You need r8168 8.037. It compiles without modifications on Linux 3.10.17 included with Slackware 14.1. You also need to blacklist and remove the preinstalled r8169.ko from /lib/modules.
Long story short:
r8169 (from Linux 3.x) doesn't work with RTL8168/8111. It tries to, but fails. I think it's maintained by someone, who doesn't have the real thing (hardware) available for driver development and testing. It mostly works with a RTL8169 PCI card (I have one for testing), but's also slow and network throughput isn't great.
r8169 (from Realtek) doesn't work in your case. It is for RTL8169 and won't even detect you NIC, it's for the PCI card. (I attached a patch to make that driver compile on Linux 3.10 for the case someone needs that.)
r8168 (from Realtek) should work flawlessly and deliver wire-speed.
I built the module (which built painlessly - thx Didier) and installed it umpteen times. It transpires that somehow I had _compiled_in_ the r8169 module :-//.
Kernel rebuilds are less painful on SSD. Now I'm going. The module is r8168.ko but identifies as r8169.ko in lspci anyhow which is unnerving.

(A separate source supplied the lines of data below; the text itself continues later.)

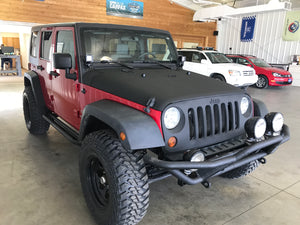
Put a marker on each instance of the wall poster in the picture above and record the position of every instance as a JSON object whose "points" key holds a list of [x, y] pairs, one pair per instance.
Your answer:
{"points": [[125, 8], [247, 29], [291, 30]]}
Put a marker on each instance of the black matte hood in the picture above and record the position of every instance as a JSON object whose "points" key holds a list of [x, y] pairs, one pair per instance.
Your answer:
{"points": [[166, 85]]}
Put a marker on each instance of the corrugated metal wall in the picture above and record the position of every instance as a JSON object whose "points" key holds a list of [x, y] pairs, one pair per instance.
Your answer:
{"points": [[267, 41]]}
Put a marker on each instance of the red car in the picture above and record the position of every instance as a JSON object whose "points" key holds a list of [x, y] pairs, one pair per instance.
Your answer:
{"points": [[267, 75]]}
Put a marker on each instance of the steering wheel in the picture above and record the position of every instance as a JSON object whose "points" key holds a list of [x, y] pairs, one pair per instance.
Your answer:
{"points": [[147, 53]]}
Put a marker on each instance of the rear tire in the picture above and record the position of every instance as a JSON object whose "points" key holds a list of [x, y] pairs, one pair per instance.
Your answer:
{"points": [[114, 181], [262, 82], [33, 118], [241, 171]]}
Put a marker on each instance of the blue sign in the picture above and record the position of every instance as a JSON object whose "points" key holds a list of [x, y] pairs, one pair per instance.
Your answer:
{"points": [[125, 8], [247, 31]]}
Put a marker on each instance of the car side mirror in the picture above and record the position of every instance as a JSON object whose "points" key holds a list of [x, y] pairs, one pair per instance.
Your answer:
{"points": [[181, 59], [64, 61], [204, 61]]}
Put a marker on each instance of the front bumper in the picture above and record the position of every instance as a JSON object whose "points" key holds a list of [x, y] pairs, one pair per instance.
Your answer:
{"points": [[222, 163]]}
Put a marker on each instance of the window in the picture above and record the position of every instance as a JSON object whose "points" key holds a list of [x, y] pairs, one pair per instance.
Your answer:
{"points": [[188, 55], [33, 44], [46, 45], [65, 44], [197, 57], [127, 46]]}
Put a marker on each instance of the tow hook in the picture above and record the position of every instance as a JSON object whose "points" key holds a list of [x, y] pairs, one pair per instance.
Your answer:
{"points": [[262, 160], [206, 184]]}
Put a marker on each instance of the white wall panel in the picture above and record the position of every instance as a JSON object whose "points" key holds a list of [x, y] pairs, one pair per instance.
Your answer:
{"points": [[267, 40]]}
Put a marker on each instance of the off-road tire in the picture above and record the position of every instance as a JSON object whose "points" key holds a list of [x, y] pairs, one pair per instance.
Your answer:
{"points": [[33, 118], [241, 171], [114, 181], [262, 82]]}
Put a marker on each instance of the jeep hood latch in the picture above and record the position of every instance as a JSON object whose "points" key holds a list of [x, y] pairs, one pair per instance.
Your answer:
{"points": [[150, 104]]}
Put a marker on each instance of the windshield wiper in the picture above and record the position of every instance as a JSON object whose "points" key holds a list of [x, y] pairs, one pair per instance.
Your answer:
{"points": [[155, 62]]}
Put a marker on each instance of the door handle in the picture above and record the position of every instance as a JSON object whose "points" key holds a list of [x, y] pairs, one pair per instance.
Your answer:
{"points": [[54, 73], [40, 67]]}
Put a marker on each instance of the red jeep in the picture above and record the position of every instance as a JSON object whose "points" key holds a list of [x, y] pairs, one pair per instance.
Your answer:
{"points": [[267, 75], [120, 93]]}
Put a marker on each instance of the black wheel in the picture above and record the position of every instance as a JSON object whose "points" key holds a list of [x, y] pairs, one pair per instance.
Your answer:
{"points": [[114, 181], [219, 78], [262, 82], [241, 171], [33, 118]]}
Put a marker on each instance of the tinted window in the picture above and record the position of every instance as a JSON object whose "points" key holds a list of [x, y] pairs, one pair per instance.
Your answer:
{"points": [[127, 46], [188, 55], [34, 44], [65, 44], [46, 44]]}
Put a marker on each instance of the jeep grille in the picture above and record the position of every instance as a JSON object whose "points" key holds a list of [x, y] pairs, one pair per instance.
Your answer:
{"points": [[209, 120]]}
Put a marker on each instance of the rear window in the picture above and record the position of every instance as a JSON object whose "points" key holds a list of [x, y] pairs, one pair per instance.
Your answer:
{"points": [[46, 44], [34, 44]]}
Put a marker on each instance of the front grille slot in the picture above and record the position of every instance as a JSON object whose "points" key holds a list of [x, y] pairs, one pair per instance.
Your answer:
{"points": [[214, 119]]}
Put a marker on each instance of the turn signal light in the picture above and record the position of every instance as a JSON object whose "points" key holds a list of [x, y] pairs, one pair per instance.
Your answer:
{"points": [[172, 142]]}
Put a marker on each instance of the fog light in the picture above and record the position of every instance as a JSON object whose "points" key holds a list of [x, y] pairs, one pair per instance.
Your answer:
{"points": [[255, 127], [274, 122], [194, 157], [172, 142]]}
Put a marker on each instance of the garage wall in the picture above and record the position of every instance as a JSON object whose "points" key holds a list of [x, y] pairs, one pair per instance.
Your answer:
{"points": [[157, 14], [267, 42]]}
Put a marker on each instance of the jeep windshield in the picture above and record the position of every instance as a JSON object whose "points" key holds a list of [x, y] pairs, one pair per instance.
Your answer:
{"points": [[259, 62], [127, 46], [217, 57]]}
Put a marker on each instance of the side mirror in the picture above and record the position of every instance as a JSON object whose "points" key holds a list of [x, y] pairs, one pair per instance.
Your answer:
{"points": [[204, 61], [181, 59], [64, 61]]}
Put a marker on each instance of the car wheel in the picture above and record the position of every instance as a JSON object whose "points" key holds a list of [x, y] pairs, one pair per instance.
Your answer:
{"points": [[241, 171], [33, 118], [262, 82], [114, 181]]}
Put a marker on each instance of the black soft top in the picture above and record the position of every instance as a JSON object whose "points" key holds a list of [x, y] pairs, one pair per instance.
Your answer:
{"points": [[98, 25]]}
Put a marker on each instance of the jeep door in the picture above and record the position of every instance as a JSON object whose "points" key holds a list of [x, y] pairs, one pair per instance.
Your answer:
{"points": [[193, 62], [44, 65], [65, 91]]}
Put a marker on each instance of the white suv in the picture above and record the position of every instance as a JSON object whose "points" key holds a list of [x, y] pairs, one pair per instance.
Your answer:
{"points": [[216, 65]]}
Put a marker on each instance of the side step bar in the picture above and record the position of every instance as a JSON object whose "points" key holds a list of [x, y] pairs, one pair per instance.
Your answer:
{"points": [[65, 130]]}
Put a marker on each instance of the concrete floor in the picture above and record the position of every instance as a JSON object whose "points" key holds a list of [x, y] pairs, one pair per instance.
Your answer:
{"points": [[39, 182]]}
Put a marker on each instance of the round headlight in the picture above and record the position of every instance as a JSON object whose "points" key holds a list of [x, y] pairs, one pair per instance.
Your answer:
{"points": [[171, 118], [274, 121], [244, 105], [255, 127], [260, 128]]}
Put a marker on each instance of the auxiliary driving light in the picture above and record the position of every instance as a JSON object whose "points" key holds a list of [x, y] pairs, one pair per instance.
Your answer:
{"points": [[274, 122], [255, 127]]}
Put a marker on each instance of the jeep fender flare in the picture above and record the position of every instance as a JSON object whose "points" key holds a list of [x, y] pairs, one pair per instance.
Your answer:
{"points": [[31, 78], [140, 129], [260, 109]]}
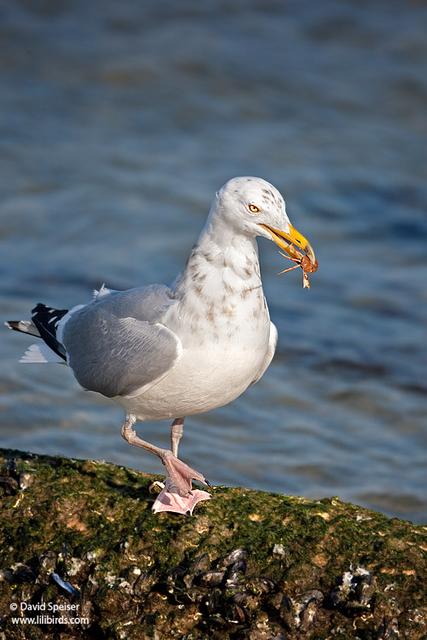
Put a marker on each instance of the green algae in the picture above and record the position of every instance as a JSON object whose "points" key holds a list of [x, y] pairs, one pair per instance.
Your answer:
{"points": [[247, 564]]}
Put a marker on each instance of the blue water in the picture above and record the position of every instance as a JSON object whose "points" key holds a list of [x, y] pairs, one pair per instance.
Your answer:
{"points": [[119, 120]]}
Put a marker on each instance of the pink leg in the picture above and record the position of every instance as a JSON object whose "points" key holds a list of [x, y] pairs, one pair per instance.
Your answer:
{"points": [[179, 474]]}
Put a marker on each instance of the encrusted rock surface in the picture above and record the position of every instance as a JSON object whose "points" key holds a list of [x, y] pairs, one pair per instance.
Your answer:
{"points": [[247, 564]]}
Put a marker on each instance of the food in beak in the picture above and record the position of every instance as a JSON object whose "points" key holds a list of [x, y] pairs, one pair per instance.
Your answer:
{"points": [[298, 250]]}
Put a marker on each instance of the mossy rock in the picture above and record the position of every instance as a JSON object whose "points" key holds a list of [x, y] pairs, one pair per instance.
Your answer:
{"points": [[247, 564]]}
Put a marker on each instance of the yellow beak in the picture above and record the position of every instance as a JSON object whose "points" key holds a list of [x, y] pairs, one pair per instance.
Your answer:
{"points": [[289, 242]]}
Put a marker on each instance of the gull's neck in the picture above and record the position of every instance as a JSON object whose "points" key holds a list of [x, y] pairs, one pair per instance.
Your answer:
{"points": [[221, 262]]}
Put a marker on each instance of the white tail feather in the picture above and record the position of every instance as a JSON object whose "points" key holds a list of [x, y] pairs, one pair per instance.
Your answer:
{"points": [[40, 353]]}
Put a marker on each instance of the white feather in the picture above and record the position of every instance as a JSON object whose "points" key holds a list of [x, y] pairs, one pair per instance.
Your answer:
{"points": [[103, 291], [40, 353]]}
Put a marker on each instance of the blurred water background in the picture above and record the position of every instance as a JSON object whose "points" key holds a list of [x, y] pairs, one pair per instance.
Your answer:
{"points": [[119, 120]]}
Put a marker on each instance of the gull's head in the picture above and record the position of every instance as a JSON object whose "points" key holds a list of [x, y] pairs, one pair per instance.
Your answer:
{"points": [[254, 207]]}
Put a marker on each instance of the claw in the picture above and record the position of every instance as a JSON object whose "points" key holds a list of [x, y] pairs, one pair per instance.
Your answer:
{"points": [[180, 475], [167, 500]]}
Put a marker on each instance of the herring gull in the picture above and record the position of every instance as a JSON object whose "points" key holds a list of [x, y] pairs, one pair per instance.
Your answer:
{"points": [[170, 352]]}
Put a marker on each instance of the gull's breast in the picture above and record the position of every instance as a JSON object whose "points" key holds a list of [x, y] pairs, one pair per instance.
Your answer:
{"points": [[225, 342]]}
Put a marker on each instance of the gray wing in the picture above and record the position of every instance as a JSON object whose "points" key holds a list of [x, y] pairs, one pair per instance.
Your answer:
{"points": [[117, 344]]}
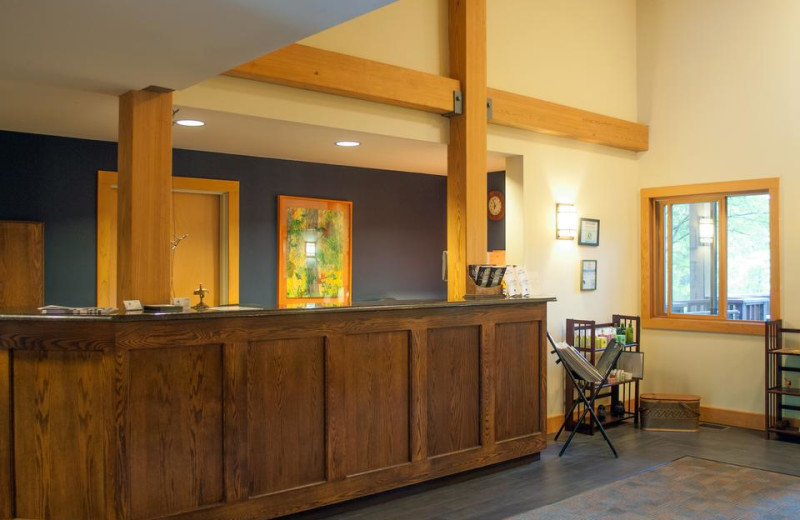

There _is_no_r8169.ko. I had to recompile the kernel (because it was compiled in) and I left it out.
The situation is tetotally weird. r8168 is in place, and the card now works, which is powerful evidence for that.
lsmod |grep r816* shows a blank - no r8168 or r8169 :-O. Even just 'lsmod' and picking through draws a blank.
grepping modules.dep only shows the r8168
Yet lspci-v reports (with or without a connection on it)
Code:
01:00.0 Ethernet controller: Realtek Semiconductor Co., Ltd. RTL8111/8168 PCI Express Gigabit Ethernet controller (rev 09)
Subsystem: Samsung Electronics Co Ltd Device c0d8
Flags: bus master, fast devsel, latency 0, IRQ 41
I/O ports at 2000 [size=256]
Memory at c0104000 (64-bit, prefetchable) [size=4K]
Memory at c0100000 (64-bit, prefetchable) [size=16K]
Capabilities: <access denied>
Kernel driver in use: r8169
The Slackware kernel doesn't have r8169 compiled in. You're still using the compiled-in r8169 and for whatever reason it now works. lspci doesn't lie about that. Just look at /sys/module/r8169/version.
As I mentioned, lsmod draws a blank on it also. I think r8169 isn't there, jtsn. The output of lspci -v is strange, I'll admit. The card never worked with r8169, and it works now. Can we leave this one here?
Last edited by business_kid; 01-11-2014 at 04:10 PM.